Achten Sie auf das 20-Milligramm-Limit

Wählen Sie Wasser mit weniger als 20 mg Natrium pro Liter, um Ihren Salzhaushalt nicht unnötig zu belasten.

Magnesium und Calcium sind Pluspunkte

Ein Magnesiumgehalt über 50 mg/l und Calcium über 150 mg/l unterstützen die Gefäßgesundheit aktiv.

Leitungswasser ist meist eine sichere Wahl

Die meisten deutschen Haushalte erhalten Wasser, das von Natur aus natriumarm und somit ideal für Hypertoniker ist.

Andere Perspektiven

Darf ich Sprudelwasser trinken, wenn ich Bluthochdruck habe?

Ja, Sprudelwasser ist grundsätzlich erlaubt. Kohlensäure beeinflusst den Blutdruck nicht direkt. Achten Sie jedoch darauf, dass das Sprudelwasser natriumarm ist, da viele kohlensäurehaltige Wässer aus salzreicheren Quellen stammen.

Wie viel Wasser sollte ich am Tag trinken?

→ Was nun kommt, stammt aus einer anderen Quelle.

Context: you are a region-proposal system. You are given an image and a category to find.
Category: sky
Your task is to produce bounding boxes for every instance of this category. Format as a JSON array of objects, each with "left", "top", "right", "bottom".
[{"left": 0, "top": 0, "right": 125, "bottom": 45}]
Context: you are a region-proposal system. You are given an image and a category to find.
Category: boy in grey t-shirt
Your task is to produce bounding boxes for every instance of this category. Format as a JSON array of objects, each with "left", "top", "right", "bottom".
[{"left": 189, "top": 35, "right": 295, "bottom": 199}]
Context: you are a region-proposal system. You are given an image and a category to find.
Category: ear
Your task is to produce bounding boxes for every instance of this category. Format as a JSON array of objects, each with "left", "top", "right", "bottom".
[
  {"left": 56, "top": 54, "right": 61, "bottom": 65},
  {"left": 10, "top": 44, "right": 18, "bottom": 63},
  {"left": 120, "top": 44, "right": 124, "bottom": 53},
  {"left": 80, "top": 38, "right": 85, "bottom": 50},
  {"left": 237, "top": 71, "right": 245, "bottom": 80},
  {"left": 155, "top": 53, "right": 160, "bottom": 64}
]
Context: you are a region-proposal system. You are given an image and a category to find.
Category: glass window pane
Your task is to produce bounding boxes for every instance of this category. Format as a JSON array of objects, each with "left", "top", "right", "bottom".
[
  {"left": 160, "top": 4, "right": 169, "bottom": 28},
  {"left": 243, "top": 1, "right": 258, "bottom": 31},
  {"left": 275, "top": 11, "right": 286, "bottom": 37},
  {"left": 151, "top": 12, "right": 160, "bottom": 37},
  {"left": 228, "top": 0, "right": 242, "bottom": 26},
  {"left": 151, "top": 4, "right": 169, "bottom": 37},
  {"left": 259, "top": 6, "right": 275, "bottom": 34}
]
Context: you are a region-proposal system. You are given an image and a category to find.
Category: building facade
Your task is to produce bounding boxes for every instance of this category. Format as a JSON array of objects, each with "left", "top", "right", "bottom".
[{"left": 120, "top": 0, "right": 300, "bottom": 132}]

Die allgemeine Empfehlung liegt bei 1,5 bis 2 Litern pro Tag. Eine ausreichende Flüssigkeitszufuhr hilft, das Blut dünnflüssig zu halten und unterstützt die Nieren dabei, überschüssiges Salz aus dem Körper zu schwemmen.

Ist Leitungswasser in Deutschland immer natriumarm?

In den meisten Fällen ja. Der Grenzwert für Natrium im Trinkwasser liegt laut Trinkwasserverordnung bei 200 mg/l, aber die meisten Versorger liefern Wasser mit weniger als 20 mg/l. Fragen Sie bei Ihrem lokalen Wasserwerk nach der aktuellen Analyse.

Diese Informationen dienen der allgemeinen Aufklärung und ersetzen keine medizinische Beratung durch einen Arzt. Bluthochdruck ist eine ernsthafte Erkrankung, die individuell behandelt werden muss. Konsultieren Sie immer Ihren Kardiologen oder Hausarzt, bevor Sie Ihre Ernährung oder Trinkgewohnheiten umstellen, insbesondere wenn Sie Medikamente einnehmen.

Quellen

  • [1] Gesetze-im-internet - Die wichtigste Faustregel lautet: Greifen Sie zu Wasser, das offiziell als natriumarm gekennzeichnet ist, was einen Grenzwert von weniger als 20 Milligramm Natrium pro Liter bedeutet.
  • [2] Hochdruckliga - Eine salzarme Ernährung kann den systolischen Blutdruck um durchschnittlich 5 bis 8 mmHg senken.
  • [3] Osd-ev - Ein ideales Wasser für Bluthochdruckpatienten sollte mehr als 50 Milligramm Magnesium und über 150 Milligramm Calcium pro Liter enthalten.